In the 90s, with the active Internet, electronic commerce grew like never before: in 1995 Amazon and eBay were born, which until now remain active. In this same year, the members of the G7 / G8 created the initiative of a global market for SMEs, this platform aimed to increase E-commerce among companies around the world, and it worked.
Starting in 1995, history changed forever
In 1997 the Dell company exceeded one million dollars in online sales.
In 2002 eBay bought PayPal and became popular “the fastest and safest way to send money, make payments online, receive money or set up a merchant account”, which facilitates purchases in electronic stores.
In 2007 Apple launched the iPhone, and a year later Google does the same with its version on Android, thus a new, easy, fast, and effective way of accessing E-commerce stores is born.
We have witnessed the vertiginous growth of electronic commerce in the last decade and we see how Amazon has taken over the industry through good service, personalization, and speed in its deliveries. This model has been the example for millions of businesses worldwide, which implement new strategies such as Dropshipping, data science, and Content Marketing.

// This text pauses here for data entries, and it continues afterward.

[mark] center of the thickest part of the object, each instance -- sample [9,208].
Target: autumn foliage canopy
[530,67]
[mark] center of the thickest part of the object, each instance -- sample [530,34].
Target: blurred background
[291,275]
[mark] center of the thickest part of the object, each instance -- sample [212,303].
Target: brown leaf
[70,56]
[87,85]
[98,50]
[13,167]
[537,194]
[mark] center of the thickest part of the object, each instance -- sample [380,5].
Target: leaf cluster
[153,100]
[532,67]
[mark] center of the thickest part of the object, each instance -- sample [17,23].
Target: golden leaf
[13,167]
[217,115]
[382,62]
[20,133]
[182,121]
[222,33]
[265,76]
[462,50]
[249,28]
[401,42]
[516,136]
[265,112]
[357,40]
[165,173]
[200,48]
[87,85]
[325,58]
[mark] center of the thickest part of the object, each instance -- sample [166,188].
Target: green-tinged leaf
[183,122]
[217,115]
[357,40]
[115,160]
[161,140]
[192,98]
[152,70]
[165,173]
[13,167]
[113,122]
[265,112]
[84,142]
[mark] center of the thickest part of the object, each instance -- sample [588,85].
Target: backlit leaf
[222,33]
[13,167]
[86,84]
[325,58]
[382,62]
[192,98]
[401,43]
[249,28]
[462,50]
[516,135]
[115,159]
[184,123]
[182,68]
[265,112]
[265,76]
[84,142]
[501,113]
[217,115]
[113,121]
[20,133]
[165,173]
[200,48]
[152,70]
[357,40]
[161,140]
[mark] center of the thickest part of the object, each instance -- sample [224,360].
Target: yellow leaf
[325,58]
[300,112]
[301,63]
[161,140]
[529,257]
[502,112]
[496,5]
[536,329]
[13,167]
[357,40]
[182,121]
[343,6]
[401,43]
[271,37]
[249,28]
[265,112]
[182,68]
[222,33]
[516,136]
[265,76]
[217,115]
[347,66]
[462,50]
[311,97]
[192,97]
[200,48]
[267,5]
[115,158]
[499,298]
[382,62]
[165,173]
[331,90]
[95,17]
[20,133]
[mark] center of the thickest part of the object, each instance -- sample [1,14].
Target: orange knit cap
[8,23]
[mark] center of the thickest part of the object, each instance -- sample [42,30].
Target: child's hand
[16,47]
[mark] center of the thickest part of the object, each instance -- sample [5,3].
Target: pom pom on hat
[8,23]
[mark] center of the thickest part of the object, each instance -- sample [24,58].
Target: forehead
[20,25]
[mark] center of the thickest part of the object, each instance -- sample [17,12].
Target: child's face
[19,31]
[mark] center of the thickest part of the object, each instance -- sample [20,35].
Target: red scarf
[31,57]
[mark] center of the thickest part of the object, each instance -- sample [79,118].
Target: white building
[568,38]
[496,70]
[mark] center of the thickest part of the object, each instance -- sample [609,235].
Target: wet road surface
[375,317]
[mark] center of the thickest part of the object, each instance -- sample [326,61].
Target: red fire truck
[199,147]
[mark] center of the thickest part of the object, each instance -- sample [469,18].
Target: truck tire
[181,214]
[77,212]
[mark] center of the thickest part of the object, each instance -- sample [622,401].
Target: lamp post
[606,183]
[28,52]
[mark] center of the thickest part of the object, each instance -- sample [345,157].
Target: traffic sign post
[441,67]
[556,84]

Impact of Electronic Commerce: let’s review some statistics
79% of US consumers said that free shipping would increase the odds of shopping online. ( Walker Sands)
Only 15% of US consumers said online retailers always offer shipping options that meet their expectations for speed of delivery, compared with 30% reporting the same for Amazon. (Walker Sands)
The Electronic Commerce industry continues to grow. With the passage of time, new ways of pleasing customers, making their lives easier, and streamlining their online purchases are born. The industry has grown so much that it is necessary to divide it into types to understand it and understand the strategies and modalities that will ensure success.
Types of Electronic Commerce
According to the client
- B2B: This is Business to Business, it is the model that is sold from business to business, where our company sells electronically to other companies that require the product or service.
- B2C: Business-to-Consumer in this type of eCommerce, the online store sells directly to the consumer. A purchase catalog is presented where the customer selects the products, pays the required amount through a virtual POS or other forms of payment, and the products are sent through a logistics agency or directly electronically.
- B2B2C: In this model, B2B (business to business) and B2C (business to consumer) are grouped, that is, a company sells to the two market segments from the same digital platform.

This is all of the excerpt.